The response needs to be a straight 200 OK; even a 301 or 302 redirect will count as unhealthy, :dragon:.

Hope this helps a little!

Thanks @mayailurus , that is super helpful and yes, you’re absolutely right - turns out I’m getting a 301 response, not a 200.

The redirect is from http://https://, which I’m guessing is either because of…

[http_service]
  force_https = true

…in my fly.toml config, or because of…

config.force_ssl = true

…in my Rails app’s config/production.rb file. This file, as well as my config/puma.rb are just default, out-of-the-box Rails.
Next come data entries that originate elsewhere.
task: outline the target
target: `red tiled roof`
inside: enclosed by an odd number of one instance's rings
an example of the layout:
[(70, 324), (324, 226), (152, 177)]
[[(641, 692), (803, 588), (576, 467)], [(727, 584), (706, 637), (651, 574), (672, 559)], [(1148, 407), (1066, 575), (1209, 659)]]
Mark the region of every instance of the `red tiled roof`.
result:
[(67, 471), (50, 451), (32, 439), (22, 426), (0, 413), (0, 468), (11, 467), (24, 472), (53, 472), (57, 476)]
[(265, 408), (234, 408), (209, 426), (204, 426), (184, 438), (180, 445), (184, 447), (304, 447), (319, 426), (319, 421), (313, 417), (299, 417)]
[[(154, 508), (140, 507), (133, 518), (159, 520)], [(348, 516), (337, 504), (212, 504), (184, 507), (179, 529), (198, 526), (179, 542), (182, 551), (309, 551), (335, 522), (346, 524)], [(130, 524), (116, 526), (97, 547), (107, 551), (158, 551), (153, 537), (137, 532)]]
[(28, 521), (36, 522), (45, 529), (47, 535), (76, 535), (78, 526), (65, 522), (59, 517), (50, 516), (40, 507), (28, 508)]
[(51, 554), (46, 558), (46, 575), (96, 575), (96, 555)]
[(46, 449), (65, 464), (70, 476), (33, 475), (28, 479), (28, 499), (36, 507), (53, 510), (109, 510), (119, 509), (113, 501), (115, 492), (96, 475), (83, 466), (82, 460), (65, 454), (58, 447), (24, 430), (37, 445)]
As mentioned above, when I tried using https and tls_skip_verify for the health check, I was getting an error from Puma that seemed to suggest it doesn’t accept SSL connections; so I just need to figure out how my setup differs from one generated using fly launch.

Thanks for the tip though, that has saved me some time. Once I get this sorted, I might suggest a few changes to the fly docs to make this all a bit easier for the next person that comes along.

1 Like

OK, I’ve figured it out. :tada:

Answering some of my own questions here:

No, you don’t need to specify these, as it appears that these are the default values if left out.
It is safe to omit them from your fly.toml config if you prefer a more minimal configuration.

It was the latter. With config.force_ssl = true in your Rails app, a request to http:// will typically receive a 301 redirect to https://.

However, Rails will not redirect if the X-Forwarded-Proto: https header is present in the request. This header basically tells Rails “although you see this as an http request, an SSL-terminating proxy is in front of you, and it originated from the browser as https

The Fly proxy/load balancer sets this header for requests coming to your app from the outside, but it seems that it doesn’t automatically set this header for health check requests.

(Tip: you could alternatively enable the Rails config.assume_ssl = true setting if you’re sure that all requests hitting your Rails app are coming through an SSL-terminating proxy or load balancer. I chose not to enable this as I’m trying to stick as close as possible to vanilla-Rails as I can, and the defaults for Rails don’t enable this).

Here’s what my final health check config looks like:

	[[http_service.checks]]
		grace_period = "5s"
		interval = "10s"
		timeout = "2s"
		path = "/up"
		[http_service.checks.headers]
			X-Forwarded-Proto = "https"

I hope this can help the next poor person that struggles with manually configuring health checks for their Rails application.

If/when I have time, I’ll proposed some docs changes that includes some of this information, as it would have saved me a heap of time if it were better documented.

1 Like

This topic was automatically closed 7 days after the last reply. New replies are no longer allowed.